Best VPN Services of 2019
|Editor's Choice 2019|
SHA: Data Authentication
Secure Hash Algorithm – SHA – is a cryptographic hash function that works as the message authentication algorithm with which all of your data is authenticated on SSL connections (including OpenVPN connections) and its sole purpose is to protect you from active attacks. Simply put, SHA creates a unique print of a valid SSL certificate that can be authenticated by any OpenVPN client. If that certificate is interfered with in the slightest then it will be detected and the connection is immediately refused. The most commonly used version of SHA is SHA-1 (160-bit) which also provides the fastest connection.
However, this certificate has been broken, a fact that led companies like Microsoft, Mozilla and Google to inform their respective browsers that they no longer accept this kind of SSL certificate as of 2017. However, if you have packet authentication enabled, the use of HMAC (Hashed Message Authentication Code) SHA-1 for OpenVPN is still safe: this is much less vulnerable than the standard SHA-1 hashes since someone would need to break HMAC in the first place and then start brute force collision attempts against the hash itself. Still, we recommend opting for the newer version, SHA-2, if available.

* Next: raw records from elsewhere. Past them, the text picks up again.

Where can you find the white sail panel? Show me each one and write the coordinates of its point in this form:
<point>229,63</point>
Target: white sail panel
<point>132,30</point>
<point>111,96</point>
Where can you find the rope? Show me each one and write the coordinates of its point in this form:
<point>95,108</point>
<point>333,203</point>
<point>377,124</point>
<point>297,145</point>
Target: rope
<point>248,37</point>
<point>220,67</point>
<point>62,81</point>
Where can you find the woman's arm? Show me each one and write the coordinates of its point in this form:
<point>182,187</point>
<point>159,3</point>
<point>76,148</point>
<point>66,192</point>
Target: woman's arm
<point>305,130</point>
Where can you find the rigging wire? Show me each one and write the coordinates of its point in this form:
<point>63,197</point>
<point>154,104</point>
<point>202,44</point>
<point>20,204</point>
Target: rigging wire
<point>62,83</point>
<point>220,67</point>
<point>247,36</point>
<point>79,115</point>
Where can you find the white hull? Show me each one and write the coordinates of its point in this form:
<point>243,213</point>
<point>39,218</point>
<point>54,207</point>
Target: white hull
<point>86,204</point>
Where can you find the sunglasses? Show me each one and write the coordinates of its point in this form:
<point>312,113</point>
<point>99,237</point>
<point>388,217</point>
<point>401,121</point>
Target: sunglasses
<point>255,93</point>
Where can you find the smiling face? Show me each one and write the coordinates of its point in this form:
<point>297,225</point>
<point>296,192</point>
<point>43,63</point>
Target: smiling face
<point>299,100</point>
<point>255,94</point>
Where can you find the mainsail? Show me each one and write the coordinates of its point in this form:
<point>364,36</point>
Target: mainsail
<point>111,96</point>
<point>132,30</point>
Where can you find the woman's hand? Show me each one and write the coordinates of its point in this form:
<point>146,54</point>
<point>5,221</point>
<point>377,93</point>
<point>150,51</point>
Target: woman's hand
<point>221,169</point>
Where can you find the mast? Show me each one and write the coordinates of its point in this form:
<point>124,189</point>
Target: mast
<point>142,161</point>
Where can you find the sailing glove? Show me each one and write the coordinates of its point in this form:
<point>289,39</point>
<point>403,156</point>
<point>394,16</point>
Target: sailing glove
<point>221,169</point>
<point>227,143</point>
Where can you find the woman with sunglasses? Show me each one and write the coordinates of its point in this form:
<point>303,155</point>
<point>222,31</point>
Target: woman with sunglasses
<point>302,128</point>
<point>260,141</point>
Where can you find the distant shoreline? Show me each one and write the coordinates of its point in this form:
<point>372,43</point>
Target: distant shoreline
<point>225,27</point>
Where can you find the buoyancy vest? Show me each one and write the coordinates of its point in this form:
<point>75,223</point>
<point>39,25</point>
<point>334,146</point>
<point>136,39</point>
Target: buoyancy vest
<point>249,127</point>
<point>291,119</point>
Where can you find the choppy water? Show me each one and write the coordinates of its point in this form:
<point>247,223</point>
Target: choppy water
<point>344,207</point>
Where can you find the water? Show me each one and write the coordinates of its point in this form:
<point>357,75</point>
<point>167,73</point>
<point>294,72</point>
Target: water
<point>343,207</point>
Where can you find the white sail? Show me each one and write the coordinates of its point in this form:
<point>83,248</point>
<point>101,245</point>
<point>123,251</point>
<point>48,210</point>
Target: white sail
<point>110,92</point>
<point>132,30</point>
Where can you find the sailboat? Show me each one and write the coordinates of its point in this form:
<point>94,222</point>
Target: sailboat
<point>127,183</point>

Recommended VPNs With Strong Encryption
NordVPN is one of the best VPNs on the market regarding privacy and security. We’ve chosen it as a good suggestion due to its SSL 2048-bit double encryption. That’s right, double encryption. This means that your connection speed will probably be affected since encryption is stronger. However, from a safety point of view, this is one of the most secure services since your data will be protected by making use of a two-node server link that locks down inbound and outbound data. The trick used by NordVPN is the AES-256-CBC (Cipher Block Chaining) encryption that is applied not once, but twice. It also supports OpenVPN, PPTP, L2TP and IPSec protocols and extra security features such as safety notes and an encrypted chat.
Private Internet Access
Private Internet Access, also called PIA, is currently one of the most praised VPN providers among users and another good choice regarding online security and safety. Besides featuring one of the most extensive server networks on the market it makes use of high grade encryptions such as the “cryptographically secure Blowfish CBC algorithm”. When connecting with the OpenVPN protocol, it will be able to secure all your data transmissions. In addition to this, IPSec, L2TP, PPTP and SOCKS5 technologies are also supported as PIA can assure you a pretty decent protection for both your computers and mobile devices.

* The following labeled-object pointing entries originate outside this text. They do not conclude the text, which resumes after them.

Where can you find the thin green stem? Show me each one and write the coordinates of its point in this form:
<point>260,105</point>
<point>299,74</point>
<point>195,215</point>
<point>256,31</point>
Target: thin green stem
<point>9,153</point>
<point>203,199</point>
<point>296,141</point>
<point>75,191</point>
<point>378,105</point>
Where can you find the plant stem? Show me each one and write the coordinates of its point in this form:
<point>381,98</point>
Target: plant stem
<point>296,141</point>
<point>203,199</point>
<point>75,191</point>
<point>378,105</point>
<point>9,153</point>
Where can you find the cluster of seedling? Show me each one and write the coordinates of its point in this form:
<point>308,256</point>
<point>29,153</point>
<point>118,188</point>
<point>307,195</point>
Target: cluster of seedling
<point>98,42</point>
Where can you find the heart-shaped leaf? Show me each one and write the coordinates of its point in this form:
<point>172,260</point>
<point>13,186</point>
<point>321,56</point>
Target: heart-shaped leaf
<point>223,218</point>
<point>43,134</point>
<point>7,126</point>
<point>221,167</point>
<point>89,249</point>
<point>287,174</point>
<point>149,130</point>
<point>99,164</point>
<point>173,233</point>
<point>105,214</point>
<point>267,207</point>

Last but not least is our suggestion of ExpressVPN. In fact, this is yet another top VPN provider that will guarantee that all your data is efficiently protected. In order to do so, it makes use of an AES 256-bit encryption, a safe and popular solution. In addition, this VPN service also uses RSA certificate with a 4096-bit key and identified by SHA-512 (or, in other words, a hashing algorithm from the SHA-2 group). Besides relying on solid encryption, it also enables the choice between OpenVPN (TCP and UDP), L2TP, IPSec, SSTP and PPTP protocols, for either better speed or higher security demands.